On NuSTAR, this is accomplished with two barrels of nested mirrors, each
containing 133 shells, which reflect the X-rays to the back of the
telescope. Because the reflecting angle is so shallow, the distance
between the mirrors and the detectors is long. This is called the focal
length, and it is maintained by NuSTAR's mast.
The fully extended mast is too large to launch in the lower-cost rockets
required for relatively inexpensive Small Explorer class missions like
NuSTAR. Instead NuSTAR launched on its Orbital Science Corporation's
Pegasus rocket tucked inside a small canister. This rocket isn't as
expensive as its bigger cousins because it launches from the air, with
the help of a carrier plane, the L-1011 "Stargazer," also from Orbital.

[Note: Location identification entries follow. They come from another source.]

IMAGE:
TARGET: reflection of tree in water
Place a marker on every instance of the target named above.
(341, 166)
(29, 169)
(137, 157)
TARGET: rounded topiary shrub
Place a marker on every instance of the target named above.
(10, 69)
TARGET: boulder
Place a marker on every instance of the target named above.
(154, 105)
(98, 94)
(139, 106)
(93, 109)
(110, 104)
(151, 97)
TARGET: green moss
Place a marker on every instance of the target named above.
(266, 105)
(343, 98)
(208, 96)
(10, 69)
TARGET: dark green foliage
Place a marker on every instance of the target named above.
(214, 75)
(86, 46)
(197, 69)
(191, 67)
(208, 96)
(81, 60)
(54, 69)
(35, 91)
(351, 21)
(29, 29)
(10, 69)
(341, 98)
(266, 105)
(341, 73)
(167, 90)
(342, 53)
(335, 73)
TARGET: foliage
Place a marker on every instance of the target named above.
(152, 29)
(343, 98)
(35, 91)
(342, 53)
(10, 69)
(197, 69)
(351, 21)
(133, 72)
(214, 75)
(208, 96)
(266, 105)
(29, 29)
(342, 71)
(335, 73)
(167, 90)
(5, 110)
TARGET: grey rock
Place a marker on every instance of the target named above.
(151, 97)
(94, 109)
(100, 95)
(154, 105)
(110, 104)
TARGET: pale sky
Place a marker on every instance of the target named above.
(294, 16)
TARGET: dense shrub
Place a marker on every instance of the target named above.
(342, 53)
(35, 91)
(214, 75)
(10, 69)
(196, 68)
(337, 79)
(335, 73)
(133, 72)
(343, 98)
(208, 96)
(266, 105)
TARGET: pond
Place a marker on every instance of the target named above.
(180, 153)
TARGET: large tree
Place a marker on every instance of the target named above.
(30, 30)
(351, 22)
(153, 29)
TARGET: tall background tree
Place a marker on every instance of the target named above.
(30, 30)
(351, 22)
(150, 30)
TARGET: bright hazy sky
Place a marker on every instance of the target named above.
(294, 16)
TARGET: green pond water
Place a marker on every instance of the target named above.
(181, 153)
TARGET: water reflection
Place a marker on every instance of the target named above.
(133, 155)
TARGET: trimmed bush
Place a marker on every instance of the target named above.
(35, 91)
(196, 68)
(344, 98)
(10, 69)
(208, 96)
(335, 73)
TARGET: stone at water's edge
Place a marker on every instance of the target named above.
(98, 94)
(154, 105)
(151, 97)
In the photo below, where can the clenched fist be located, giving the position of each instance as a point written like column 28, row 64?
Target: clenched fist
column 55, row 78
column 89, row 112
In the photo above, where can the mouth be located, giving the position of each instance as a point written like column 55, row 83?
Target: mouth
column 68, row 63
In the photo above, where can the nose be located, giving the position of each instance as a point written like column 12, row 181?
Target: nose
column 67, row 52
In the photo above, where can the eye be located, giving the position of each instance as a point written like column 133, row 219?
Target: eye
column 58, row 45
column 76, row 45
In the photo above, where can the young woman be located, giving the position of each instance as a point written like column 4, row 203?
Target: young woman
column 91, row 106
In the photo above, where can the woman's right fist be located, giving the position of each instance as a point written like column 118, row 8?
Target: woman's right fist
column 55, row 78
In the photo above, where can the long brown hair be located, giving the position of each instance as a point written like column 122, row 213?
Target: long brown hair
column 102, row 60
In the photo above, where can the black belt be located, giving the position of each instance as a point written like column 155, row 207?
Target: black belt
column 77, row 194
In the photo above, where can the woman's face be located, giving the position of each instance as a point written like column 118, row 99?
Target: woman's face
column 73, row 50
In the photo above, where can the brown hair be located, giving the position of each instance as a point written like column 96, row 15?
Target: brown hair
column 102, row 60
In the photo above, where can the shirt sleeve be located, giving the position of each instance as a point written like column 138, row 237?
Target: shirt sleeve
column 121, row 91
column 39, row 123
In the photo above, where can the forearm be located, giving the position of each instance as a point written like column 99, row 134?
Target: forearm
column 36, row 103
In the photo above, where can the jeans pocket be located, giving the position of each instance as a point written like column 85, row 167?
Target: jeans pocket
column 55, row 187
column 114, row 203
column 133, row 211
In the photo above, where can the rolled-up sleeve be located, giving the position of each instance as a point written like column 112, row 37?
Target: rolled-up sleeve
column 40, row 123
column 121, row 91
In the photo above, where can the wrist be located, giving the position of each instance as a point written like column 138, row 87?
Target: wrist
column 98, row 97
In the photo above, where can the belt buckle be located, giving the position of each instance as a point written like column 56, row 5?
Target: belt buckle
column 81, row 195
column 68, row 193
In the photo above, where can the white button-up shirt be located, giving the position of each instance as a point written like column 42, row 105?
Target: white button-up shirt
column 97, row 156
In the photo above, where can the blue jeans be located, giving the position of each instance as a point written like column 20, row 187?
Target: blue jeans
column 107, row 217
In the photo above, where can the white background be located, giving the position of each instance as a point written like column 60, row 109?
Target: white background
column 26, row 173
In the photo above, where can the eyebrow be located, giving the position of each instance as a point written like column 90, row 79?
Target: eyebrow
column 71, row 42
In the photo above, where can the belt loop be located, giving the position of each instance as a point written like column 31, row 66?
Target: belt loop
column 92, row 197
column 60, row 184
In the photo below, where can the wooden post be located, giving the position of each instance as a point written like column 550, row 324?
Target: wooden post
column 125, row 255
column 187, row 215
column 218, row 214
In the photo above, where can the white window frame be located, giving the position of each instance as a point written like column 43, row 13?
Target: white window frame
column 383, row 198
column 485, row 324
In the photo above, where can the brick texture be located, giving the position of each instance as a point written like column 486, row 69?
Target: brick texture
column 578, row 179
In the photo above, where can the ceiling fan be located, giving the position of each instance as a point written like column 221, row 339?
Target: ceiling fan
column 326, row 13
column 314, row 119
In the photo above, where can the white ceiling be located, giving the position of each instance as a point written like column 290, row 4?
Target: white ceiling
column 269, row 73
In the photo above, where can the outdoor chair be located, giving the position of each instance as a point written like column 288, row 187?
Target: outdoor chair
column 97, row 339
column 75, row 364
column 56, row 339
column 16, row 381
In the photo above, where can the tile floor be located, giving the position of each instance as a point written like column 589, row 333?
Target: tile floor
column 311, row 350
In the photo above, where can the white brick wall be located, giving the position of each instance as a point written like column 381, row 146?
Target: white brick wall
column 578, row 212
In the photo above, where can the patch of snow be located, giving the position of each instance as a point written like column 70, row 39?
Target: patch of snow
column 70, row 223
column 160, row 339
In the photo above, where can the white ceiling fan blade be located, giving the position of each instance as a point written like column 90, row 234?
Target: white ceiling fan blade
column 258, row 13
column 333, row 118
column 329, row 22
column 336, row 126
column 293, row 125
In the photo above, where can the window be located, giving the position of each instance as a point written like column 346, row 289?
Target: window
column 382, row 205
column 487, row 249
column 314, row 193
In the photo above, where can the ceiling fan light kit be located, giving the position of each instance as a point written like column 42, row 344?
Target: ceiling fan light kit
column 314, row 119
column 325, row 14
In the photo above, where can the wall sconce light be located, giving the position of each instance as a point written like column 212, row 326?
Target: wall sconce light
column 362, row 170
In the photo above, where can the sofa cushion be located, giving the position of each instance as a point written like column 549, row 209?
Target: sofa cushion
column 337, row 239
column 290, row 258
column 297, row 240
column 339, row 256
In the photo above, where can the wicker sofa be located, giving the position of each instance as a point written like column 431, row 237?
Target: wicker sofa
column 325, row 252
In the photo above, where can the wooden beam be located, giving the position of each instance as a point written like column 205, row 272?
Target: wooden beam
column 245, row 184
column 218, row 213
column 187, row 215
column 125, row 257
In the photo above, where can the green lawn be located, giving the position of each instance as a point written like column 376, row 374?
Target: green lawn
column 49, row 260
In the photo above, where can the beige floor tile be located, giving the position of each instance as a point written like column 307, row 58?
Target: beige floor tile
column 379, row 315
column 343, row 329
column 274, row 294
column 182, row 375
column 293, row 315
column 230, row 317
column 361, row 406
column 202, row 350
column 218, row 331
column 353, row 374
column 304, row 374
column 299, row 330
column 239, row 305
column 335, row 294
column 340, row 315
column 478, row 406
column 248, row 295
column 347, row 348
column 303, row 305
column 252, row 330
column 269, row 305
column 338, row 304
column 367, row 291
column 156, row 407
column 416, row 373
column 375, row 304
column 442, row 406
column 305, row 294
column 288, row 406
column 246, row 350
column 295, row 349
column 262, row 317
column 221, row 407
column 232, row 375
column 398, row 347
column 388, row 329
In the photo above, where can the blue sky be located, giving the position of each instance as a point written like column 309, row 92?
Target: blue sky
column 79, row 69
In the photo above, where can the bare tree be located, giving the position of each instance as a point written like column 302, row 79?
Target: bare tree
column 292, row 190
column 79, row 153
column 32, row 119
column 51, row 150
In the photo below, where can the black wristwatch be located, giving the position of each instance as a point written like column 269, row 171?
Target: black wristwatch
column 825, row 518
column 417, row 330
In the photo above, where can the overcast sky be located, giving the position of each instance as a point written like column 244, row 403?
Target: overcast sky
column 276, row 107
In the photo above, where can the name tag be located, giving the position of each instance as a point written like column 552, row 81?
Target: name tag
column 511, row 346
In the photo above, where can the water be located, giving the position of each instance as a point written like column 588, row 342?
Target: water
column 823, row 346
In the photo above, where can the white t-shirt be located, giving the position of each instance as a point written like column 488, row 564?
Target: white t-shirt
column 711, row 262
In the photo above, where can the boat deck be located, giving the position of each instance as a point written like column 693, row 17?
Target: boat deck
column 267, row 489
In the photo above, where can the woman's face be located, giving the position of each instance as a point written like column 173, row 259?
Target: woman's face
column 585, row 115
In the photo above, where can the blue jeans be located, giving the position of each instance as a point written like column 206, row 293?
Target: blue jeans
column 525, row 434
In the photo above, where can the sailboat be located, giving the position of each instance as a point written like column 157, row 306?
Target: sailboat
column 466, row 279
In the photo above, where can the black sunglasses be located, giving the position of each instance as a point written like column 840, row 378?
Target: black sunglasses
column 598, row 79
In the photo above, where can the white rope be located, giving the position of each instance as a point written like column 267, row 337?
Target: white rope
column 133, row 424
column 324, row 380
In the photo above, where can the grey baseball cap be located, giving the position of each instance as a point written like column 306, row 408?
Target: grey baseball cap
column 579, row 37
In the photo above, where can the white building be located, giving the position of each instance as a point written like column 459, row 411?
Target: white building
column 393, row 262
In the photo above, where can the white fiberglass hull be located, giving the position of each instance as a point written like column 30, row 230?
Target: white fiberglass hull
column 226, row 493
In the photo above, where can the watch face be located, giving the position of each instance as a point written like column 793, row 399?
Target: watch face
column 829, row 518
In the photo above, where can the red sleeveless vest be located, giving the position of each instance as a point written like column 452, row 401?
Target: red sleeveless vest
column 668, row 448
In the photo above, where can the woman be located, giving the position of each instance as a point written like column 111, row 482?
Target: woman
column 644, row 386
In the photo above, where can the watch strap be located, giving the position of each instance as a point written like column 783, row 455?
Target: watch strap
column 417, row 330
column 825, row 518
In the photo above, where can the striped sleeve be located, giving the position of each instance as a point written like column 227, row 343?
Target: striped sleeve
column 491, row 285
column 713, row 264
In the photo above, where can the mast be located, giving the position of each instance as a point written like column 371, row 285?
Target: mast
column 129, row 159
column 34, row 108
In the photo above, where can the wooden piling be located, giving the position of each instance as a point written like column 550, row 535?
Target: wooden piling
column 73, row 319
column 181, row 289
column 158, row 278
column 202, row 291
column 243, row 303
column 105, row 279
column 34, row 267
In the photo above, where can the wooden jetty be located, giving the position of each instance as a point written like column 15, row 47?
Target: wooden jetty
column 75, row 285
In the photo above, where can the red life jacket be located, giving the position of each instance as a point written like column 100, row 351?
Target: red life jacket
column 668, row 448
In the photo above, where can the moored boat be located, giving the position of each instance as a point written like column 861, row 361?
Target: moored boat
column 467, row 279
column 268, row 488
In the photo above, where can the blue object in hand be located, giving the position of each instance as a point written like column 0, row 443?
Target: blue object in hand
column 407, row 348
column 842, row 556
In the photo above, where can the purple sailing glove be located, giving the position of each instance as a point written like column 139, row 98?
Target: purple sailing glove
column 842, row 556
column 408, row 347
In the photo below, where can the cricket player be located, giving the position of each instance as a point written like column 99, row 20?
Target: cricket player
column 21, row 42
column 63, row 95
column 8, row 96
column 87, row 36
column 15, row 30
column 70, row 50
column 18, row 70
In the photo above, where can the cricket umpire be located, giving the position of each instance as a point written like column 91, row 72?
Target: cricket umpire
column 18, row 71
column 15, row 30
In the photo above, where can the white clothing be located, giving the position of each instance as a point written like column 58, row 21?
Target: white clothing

NuSTAR is a Small Explorer mission led by the California Institute of
Technology in Pasadena and managed by JPL for NASA's Science Mission
Directorate in Washington. The spacecraft was built by Orbital Sciences
Corporation, Dulles, Va. Its instrument was built by a consortium
including Caltech; JPL; the University of California, Berkeley; Columbia
University, New York; NASA's Goddard Space Flight Center, Greenbelt,
Md.; the Danish Technical University in Denmark; Lawrence Livermore
National Laboratory, Livermore, Calif.; and ATK Aerospace Systems,
Goleta, Calif. NuSTAR will be operated by UC Berkeley, with the Italian
Space Agency providing its equatorial ground station located at Malindi,
Kenya. The mission's outreach program is based at Sonoma State
University, Rohnert Park, Calif. NASA's Explorer Program is managed by
Goddard. JPL is managed by Caltech for NASA.